American judge (1924-2015)

Madaline Palladino (May 5, 1924 – November 9, 2015) was an American lawyer and jurist who served as a judge of the Pennsylvania Commonwealth Court. Palladino was the first Republican women elected to a statewide office in Pennsylvania.

== Early life and education ==
Palladino was born in Allentown, Pennsylvania on May 24, 1924, to Italian immigrants Joseph and Angelina Palladino. She graduated as salutatorian of Allentown High School in 1941. Palladino attended the University of Pennsylvania, and earned her law degree from Columbia Law School.

== Career ==
Palladino practiced law for over 30 years in Lehigh County, where it was erroneously claimed that she was the first female lawyer in the county.

Palladino joined the staff of District Attorney George Joseph in 1960, making her the first female assistant district attorney in Lehigh County. Palladino was also the first female assistant solicitor for the City of Allentown.

In October 1980, Palladino was appointed to the Pennsylvania Commonwealth Court by Governor Dick Thornburgh following the death of President Judge James S. Bowman.
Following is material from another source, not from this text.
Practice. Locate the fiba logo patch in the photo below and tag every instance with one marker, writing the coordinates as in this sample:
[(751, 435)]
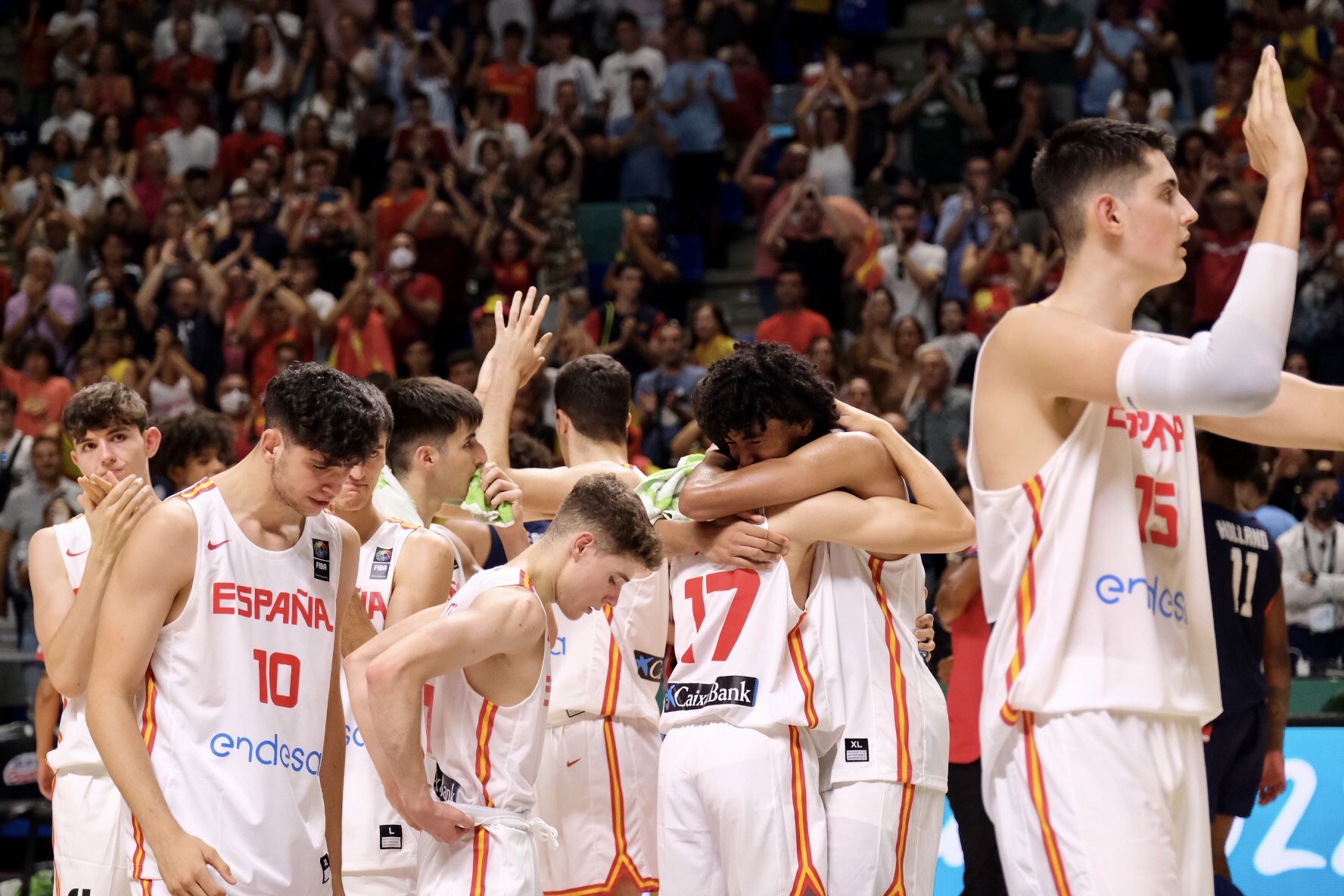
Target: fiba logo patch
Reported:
[(648, 667), (382, 563), (322, 561), (445, 789)]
Palladino served until January 1982, when she was replaced by former state representative Joseph T. Doyle. She was reelected for a ten year term in 1983, and served until January 1994. She was succeeded by Sandra Schultz Newman.

Following her retirement, the Lehigh County Board of Commissioners voted to rename the gold courtroom of the Old Lehigh County Courthouse in Palladino's honor.